Deportata a Lipari, Ida ricorre contro la misura di polizia, ma l’appello viene respinto. Tradotta a Ponza il 2 agosto 1930, vi rimane fino al marzo 1932, quando, rimessa in libertà, parte per Paola (Cosenza), dove si ricongiunge al suo compagno di vita Giacomo Bottino. Iscritta fra gli antifascisti da arrestare in determinate circostanze e sottoposta a libertà vigilata per tre anni, è considerata, nel 1934, “avversaria irriducibile” del fascismo e nel 1937 continua ad essere sorvegliata rigorosamente perché “serba immutati i suoi principi anarchici”. Nel 1938 è “ritenuta pericolosa in linea politica in quanto professa apertamente” le stesse idee politiche e nel 1939 viene fermata alla vigilia di una visita di Mussolini a Cosenza. Lei e il marito vennero rilasciati nei giorni immediatamente successivi. In questo lasso di tempo, nessuno dei persecutori si preoccupò che i figli Germinal, Spartaco e Scintilla sarebbero rimasti a casa da soli) e il suo nome è incluso tra coloro da assegnare al confino nell’eventualità di una guerra. Tre anni dopo è ancora «vigilata attentamente». Sebbene ben inserita con la famiglia a Cosenza (la figlia Scintilla parla al congressi degli anarchici del 1946 e il padre Eusebio fa parte del CLN locale), dopo la liberazione, nel gennaio 1947, si trasferisce con la famiglia in Brasile, dove Giacomo Bottino era stato in gioventù. Giacomo, perseguitato dalla polizia anche in Sud America, viene ucciso, da un rissoso confinante nel corso di una banale lite. I figli Scintilla, Germinal e Spartaco diventano rispettivamente maestra, architetto e medico anestesista.

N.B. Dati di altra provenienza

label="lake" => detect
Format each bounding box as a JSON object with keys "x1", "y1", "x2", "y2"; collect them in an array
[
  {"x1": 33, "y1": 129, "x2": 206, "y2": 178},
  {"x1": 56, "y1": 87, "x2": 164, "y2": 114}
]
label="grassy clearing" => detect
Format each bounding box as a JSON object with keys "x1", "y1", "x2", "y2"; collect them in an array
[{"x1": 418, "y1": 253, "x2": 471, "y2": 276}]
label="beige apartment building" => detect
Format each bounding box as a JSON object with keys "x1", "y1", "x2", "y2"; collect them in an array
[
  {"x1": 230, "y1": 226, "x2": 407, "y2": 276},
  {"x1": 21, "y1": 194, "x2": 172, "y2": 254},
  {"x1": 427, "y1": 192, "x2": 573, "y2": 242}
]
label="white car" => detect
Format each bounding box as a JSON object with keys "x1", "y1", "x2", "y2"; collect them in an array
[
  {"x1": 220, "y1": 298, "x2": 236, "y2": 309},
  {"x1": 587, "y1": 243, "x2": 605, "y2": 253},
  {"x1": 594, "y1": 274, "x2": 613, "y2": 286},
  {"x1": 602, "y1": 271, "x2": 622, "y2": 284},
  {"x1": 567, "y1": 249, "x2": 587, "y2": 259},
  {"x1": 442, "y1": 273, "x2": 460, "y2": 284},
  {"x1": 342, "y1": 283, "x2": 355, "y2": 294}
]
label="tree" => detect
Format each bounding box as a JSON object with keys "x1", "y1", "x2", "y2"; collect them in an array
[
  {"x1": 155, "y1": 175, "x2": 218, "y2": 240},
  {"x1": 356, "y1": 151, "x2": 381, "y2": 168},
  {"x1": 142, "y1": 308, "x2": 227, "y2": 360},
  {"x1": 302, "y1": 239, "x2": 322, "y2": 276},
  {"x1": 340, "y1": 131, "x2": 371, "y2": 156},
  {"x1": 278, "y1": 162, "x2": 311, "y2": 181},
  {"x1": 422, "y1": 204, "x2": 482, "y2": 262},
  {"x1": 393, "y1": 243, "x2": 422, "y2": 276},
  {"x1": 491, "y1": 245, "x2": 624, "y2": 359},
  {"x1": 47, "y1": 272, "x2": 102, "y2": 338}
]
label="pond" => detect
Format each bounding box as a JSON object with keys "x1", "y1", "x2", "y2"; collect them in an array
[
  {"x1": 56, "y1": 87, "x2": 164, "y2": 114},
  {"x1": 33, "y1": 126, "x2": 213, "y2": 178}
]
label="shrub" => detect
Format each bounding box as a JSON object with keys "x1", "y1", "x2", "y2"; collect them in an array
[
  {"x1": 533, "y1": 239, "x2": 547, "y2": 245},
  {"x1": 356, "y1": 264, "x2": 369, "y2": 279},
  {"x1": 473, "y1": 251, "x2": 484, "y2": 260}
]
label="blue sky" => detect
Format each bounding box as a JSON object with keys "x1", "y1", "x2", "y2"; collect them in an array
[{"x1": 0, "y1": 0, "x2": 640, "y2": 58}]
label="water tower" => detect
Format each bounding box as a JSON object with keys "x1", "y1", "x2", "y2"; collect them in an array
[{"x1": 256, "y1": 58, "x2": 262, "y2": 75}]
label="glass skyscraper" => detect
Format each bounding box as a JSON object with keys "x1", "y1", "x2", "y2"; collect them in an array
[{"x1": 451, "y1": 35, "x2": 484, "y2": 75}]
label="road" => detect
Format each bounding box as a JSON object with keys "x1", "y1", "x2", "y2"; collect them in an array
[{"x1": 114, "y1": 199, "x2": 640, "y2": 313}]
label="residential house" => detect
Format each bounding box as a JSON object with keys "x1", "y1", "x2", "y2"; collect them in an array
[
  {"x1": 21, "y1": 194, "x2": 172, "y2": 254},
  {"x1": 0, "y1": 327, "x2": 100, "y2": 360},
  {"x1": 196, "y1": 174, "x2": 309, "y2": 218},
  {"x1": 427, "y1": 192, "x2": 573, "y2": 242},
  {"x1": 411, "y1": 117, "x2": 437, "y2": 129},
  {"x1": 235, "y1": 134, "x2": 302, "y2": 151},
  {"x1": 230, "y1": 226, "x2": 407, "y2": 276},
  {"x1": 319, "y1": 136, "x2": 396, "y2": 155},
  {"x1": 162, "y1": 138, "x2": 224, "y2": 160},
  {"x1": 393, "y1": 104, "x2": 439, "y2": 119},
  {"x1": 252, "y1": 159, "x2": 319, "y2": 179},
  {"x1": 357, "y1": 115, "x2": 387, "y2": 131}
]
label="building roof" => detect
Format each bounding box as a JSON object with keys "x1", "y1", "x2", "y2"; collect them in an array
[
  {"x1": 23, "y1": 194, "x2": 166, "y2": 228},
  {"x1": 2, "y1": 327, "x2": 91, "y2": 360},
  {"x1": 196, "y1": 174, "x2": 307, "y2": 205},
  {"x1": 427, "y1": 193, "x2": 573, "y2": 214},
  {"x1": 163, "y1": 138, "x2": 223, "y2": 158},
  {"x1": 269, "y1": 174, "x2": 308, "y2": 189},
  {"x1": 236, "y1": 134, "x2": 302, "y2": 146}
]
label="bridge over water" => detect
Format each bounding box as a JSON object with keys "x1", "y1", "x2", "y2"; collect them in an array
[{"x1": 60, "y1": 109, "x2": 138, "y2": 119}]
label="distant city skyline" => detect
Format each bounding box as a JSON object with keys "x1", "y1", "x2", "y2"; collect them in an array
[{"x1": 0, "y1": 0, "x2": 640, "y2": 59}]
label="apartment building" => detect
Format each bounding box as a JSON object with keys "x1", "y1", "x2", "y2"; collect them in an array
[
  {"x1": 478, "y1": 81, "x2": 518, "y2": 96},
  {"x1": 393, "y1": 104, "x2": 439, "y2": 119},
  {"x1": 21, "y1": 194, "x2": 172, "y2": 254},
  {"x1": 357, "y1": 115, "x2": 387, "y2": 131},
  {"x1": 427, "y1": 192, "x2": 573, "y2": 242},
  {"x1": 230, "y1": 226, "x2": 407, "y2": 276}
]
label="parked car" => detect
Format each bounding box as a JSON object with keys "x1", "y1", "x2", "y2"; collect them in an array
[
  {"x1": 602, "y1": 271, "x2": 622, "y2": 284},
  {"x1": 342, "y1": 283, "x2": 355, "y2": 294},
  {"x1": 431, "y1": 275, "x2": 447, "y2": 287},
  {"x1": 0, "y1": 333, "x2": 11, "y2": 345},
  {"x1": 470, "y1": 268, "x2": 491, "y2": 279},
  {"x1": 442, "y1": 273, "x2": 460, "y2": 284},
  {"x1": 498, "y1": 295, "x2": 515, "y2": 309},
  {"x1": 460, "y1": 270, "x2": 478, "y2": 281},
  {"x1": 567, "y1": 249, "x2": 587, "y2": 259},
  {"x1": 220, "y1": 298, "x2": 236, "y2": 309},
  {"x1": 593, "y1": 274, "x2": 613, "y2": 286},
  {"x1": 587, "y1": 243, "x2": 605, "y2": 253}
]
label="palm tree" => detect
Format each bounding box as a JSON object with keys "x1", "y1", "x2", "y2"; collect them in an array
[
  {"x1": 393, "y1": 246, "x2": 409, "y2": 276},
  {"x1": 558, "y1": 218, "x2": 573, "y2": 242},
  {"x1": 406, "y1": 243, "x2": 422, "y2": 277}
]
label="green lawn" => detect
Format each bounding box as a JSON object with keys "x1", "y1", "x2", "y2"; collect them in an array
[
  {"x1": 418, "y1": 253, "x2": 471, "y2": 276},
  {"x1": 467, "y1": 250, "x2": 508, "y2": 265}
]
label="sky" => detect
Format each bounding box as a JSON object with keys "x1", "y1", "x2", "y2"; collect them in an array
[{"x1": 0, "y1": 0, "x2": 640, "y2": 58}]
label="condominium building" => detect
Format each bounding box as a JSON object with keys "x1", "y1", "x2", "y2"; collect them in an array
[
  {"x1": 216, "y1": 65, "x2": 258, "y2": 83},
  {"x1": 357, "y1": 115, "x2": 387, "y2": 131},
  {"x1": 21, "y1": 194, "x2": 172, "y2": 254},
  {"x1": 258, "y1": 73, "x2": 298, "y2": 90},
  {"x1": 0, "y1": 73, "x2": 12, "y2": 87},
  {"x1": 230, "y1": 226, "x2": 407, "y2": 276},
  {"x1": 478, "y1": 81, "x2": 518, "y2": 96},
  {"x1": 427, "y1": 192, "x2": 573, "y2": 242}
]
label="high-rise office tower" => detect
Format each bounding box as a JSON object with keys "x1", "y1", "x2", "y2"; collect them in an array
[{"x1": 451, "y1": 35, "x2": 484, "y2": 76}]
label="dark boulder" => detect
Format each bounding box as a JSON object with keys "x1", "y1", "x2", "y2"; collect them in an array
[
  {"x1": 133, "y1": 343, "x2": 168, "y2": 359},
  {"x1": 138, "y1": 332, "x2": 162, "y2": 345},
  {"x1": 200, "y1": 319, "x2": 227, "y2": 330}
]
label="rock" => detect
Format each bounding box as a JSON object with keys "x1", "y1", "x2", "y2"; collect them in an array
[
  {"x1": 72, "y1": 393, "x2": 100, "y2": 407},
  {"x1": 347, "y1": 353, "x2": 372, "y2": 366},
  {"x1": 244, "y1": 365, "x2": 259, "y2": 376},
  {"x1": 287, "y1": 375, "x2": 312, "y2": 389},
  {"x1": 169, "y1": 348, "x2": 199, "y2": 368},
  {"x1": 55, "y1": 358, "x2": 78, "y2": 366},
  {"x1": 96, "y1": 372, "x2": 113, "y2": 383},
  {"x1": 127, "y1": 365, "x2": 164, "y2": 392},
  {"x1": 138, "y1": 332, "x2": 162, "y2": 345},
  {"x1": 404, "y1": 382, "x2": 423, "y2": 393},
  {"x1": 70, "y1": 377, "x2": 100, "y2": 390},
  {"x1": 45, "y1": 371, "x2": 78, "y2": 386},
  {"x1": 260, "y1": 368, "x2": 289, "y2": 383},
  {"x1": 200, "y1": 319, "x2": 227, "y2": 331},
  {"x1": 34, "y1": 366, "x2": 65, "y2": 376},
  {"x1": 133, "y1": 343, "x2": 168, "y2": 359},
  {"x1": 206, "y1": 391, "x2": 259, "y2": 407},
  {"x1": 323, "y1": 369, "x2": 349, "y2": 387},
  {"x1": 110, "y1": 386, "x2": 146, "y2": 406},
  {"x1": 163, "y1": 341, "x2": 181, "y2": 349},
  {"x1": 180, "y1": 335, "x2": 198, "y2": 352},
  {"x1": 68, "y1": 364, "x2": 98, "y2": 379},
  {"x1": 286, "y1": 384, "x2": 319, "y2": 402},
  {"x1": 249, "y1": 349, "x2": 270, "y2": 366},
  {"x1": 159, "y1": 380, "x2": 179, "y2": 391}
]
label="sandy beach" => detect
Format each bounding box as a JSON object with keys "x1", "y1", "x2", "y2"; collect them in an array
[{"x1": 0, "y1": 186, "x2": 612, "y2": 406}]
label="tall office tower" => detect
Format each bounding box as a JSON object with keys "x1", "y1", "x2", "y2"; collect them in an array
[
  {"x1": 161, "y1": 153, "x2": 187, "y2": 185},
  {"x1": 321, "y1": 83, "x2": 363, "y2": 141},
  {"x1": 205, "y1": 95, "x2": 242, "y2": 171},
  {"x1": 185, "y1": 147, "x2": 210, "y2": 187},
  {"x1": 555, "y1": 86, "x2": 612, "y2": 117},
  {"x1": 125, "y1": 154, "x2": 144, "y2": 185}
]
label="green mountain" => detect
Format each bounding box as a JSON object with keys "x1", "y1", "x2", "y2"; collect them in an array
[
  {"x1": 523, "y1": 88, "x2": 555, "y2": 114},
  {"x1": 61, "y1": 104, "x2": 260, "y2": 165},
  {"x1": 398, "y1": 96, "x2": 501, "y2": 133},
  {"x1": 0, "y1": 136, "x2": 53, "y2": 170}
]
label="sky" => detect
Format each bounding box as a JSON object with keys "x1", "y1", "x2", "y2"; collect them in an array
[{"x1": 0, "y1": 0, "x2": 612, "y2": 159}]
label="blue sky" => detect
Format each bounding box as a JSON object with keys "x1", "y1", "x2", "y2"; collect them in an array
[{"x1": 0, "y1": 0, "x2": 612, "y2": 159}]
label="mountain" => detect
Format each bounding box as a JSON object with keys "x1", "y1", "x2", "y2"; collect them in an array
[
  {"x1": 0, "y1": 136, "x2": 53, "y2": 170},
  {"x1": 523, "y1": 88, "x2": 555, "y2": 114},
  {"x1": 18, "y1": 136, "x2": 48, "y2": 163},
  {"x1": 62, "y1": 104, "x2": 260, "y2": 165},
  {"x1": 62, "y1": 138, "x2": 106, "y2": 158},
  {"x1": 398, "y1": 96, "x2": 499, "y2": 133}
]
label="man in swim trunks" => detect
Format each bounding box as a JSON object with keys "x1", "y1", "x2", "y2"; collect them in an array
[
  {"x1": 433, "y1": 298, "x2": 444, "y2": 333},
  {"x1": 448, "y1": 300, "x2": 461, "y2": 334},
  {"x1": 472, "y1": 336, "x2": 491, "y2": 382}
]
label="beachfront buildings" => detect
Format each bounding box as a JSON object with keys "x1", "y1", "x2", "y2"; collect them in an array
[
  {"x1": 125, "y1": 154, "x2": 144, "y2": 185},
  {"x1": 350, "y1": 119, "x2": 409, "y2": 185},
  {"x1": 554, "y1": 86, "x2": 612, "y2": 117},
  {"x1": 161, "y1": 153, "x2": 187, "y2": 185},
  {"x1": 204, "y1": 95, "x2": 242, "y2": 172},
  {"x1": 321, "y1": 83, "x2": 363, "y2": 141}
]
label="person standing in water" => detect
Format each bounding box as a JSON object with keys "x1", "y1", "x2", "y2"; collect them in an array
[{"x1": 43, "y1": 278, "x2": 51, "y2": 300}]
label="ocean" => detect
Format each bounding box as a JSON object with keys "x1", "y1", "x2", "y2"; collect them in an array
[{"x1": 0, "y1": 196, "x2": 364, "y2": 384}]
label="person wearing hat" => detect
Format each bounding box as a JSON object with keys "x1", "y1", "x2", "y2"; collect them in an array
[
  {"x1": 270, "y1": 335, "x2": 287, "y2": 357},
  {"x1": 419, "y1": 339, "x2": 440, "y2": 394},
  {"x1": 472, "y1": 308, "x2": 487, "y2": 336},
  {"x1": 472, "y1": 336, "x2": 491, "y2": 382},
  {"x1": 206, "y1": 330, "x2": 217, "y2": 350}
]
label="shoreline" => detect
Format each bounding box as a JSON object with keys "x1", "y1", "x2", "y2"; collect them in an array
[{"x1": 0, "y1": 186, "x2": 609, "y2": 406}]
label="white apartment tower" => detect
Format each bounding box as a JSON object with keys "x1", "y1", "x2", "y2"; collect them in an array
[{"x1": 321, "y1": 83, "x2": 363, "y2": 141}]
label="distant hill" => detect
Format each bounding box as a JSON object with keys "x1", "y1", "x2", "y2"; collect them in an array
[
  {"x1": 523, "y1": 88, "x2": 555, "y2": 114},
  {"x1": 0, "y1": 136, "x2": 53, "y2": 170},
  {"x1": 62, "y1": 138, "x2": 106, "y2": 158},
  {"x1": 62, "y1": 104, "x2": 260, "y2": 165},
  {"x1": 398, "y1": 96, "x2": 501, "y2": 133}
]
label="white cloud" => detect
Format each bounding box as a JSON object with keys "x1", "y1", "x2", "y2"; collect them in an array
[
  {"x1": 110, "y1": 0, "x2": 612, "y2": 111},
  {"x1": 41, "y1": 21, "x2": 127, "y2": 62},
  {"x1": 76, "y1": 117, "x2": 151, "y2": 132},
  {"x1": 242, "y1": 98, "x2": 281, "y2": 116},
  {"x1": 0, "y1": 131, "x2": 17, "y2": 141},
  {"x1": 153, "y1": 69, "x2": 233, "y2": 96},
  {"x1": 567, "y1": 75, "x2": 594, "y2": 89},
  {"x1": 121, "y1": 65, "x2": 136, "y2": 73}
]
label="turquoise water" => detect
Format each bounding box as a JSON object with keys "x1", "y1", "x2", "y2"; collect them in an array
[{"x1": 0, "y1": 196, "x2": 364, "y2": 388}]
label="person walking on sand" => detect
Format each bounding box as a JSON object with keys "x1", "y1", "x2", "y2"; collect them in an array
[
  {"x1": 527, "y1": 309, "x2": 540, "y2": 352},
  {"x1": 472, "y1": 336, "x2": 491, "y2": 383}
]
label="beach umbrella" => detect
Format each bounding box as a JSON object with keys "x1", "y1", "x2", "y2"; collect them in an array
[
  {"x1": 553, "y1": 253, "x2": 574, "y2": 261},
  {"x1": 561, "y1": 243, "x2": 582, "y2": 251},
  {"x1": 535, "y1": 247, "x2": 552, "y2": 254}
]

Ritornata nuovamente in Italia, ospite della sorella Ines a Roma, nel 1973 avanza domanda al governo italiano affinché le vengano riconosciuti i benefici di legge previsti per i perseguitati politici antifascisti e razziali e i loro familiari superstiti. Nel 1975, accogliendo l’istanza, il governo, riconosce i suoi diritti e le concede un assegno vitalizio di benemerenza e uno di reversibilità del marito. Tornata in Brasile, la ragazza delle barricate di Certaldo, del confino a Lipari e Ponza, della resistenza cosentina, muore a Niteròi, località vicino a Rio de Janeiro, all’età di 92 anni.